ZEKAT KİMLERE VERİLİR?
Zekâtın kimlere verileceği Kur’an-ı Kerim’de detaylı formda açıklanmış (Tevbe, 9/60), nisabı da hadislerde belirtilmiştir (Buhârî, Zekât, 32, 36, 38, 43). Buna nazaran temel muhtaçlıkları dışında nisap ölçüsü mala sahip olan kişi başka kaideler da yerine gelmişse bu mallarının zekâtını vermesi gerekir (Kâsânî, Bedâî’, II, 4 vd).
ZEKAT NE KADAR VERİLİR?
Nisap, zekâtla yükümlü olmak için temel alınan zenginlik ölçüsüdür. Bu ölçü, altında 20 miskal (80.18 gr), devede 5, sığırda 30, koyun ve keçide 40 adettir.
ZEKAT KİMLERE FARZDIR?
Zekât ibadeti ile ilgili kurallar, zekâtın bir kimseye farz olmasının ve verilen zekâtın geçerli olmasının kuralları biçiminde iki farklı başlık altında ele alınır.

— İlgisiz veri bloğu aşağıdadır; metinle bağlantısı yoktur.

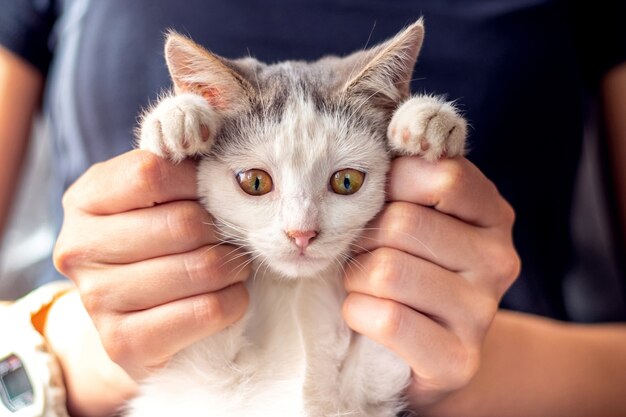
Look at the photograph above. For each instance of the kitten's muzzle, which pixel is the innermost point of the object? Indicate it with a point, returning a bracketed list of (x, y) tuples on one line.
[(302, 238)]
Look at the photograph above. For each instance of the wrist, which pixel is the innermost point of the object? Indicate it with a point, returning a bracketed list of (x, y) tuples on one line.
[(95, 386)]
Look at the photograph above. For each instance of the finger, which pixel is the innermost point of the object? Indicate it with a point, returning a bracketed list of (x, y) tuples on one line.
[(132, 236), (136, 179), (151, 337), (424, 232), (433, 291), (453, 186), (159, 281), (433, 352)]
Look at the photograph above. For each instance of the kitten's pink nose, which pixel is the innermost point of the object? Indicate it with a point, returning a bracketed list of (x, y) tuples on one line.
[(302, 238)]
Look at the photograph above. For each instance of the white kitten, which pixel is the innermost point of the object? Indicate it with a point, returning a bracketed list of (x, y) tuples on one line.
[(293, 159)]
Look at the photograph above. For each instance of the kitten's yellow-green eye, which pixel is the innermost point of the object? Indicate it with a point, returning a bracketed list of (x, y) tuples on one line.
[(255, 182), (347, 181)]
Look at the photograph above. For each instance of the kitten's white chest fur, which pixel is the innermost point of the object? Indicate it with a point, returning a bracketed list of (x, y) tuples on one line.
[(293, 161), (291, 355)]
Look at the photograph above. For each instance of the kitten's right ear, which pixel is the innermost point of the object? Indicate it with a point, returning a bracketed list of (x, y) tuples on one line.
[(195, 70)]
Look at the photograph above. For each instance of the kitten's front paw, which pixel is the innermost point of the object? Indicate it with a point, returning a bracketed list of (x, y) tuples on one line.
[(427, 126), (178, 127)]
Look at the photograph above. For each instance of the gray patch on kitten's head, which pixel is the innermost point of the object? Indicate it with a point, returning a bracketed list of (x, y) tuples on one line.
[(299, 122)]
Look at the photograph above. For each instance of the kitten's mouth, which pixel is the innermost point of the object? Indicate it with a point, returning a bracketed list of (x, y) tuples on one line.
[(300, 265)]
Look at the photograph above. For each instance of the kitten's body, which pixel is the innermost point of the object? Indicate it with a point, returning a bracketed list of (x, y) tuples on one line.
[(301, 124)]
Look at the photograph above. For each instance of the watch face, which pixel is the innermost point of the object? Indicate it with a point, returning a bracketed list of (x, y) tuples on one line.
[(16, 390)]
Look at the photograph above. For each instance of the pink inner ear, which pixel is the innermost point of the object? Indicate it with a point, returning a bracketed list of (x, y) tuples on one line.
[(213, 95)]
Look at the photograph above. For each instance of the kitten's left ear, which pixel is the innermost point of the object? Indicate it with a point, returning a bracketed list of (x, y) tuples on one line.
[(195, 70), (383, 73)]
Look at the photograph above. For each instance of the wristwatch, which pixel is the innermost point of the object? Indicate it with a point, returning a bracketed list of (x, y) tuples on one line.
[(31, 381)]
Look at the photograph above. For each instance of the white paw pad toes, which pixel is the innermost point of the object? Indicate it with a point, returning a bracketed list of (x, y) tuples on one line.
[(429, 127), (179, 127)]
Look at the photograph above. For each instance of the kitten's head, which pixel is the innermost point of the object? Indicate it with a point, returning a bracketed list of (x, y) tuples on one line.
[(299, 164)]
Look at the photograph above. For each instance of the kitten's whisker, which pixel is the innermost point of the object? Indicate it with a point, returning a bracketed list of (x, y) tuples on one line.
[(405, 234)]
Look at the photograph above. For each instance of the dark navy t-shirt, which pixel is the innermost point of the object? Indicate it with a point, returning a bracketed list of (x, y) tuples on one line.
[(519, 69)]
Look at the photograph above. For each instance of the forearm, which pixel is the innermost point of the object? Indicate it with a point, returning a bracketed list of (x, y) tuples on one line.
[(95, 385), (537, 367)]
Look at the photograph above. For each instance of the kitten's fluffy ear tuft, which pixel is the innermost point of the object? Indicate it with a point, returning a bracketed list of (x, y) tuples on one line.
[(195, 70), (383, 73)]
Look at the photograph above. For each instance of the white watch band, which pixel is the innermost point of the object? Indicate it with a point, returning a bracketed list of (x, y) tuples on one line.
[(20, 339)]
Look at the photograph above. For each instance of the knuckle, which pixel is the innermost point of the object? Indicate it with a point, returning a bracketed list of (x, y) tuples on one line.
[(93, 295), (389, 320), (185, 224), (399, 219), (209, 309), (482, 316), (117, 342), (146, 171), (508, 264), (202, 265), (384, 273), (65, 258), (449, 176)]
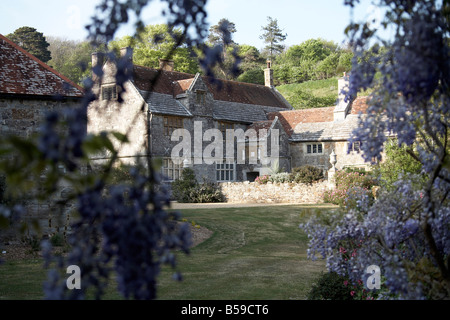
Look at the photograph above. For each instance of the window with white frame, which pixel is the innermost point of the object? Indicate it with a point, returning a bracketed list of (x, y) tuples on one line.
[(225, 171), (172, 170), (354, 146), (314, 148), (109, 92)]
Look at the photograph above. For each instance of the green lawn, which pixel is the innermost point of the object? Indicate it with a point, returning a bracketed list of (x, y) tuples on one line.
[(254, 253)]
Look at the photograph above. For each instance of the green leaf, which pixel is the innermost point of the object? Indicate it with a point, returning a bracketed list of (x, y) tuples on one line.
[(120, 136)]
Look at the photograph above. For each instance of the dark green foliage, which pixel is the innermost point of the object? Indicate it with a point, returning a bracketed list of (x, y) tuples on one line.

Bir kimseye zekâtın farz olması için o kimsenin müslüman, akıl sıhhati yerinde, ergenlik çağına gelmiş ve hür olması (Kâsânî, Bedâî’, II, 4-5) bir yıllık borcundan ve aslî gereksinimlerinden fazla gerçekten ya da hükmen artıcı, yani kar sağlayıcı nitelikte “nisap miktarı” mala sahip olması gerekir. Artıcı olmaktan kastedilen, malın sahibine gelir, kâr, yarar temin etmesi veyahut tabiatıyla çoğalma ve artma özelliğine sahip bulunmasıdır.
Zekâtın farz olması için ayrıyeten nisap ölçüsü mal ya da servete sahip olduktan sonra üzerinden bir kameri yılın geçmesi ve yıl sonunda da nisap ölçüsünü muhafazası gerekir (Kâsânî, Bedâî’, II, 13 vd.; İbn Kudâme, el-Muğnî, IV, 73-74). Yıl içerisindeki artış ve düşüşlere prestij edilmez. Zekât bu müddet dolmadan evvel de verilebilir. (Kâsânî, Bedâî’, II, 15).
Zekâtın geçerli olmasının koşullarına gelince, öncelikle “niyet” kuraldır. Zekât bir ibadet olduğu için niyetsiz yerine getirilemez (Kâsânî, Bedâî’, II, 40; İbn Kudâme, el-Muğnî, IV, 88). Ayrıyeten yoksula verilmesi ve teslimi demek olan “temlik” de koşuldur (Kâsânî, Bedâî’, II, 39). Yemek hazırlayıp yedirmek üzere ibâha denilen yollarla yoksula zekât verilmiş olmaz.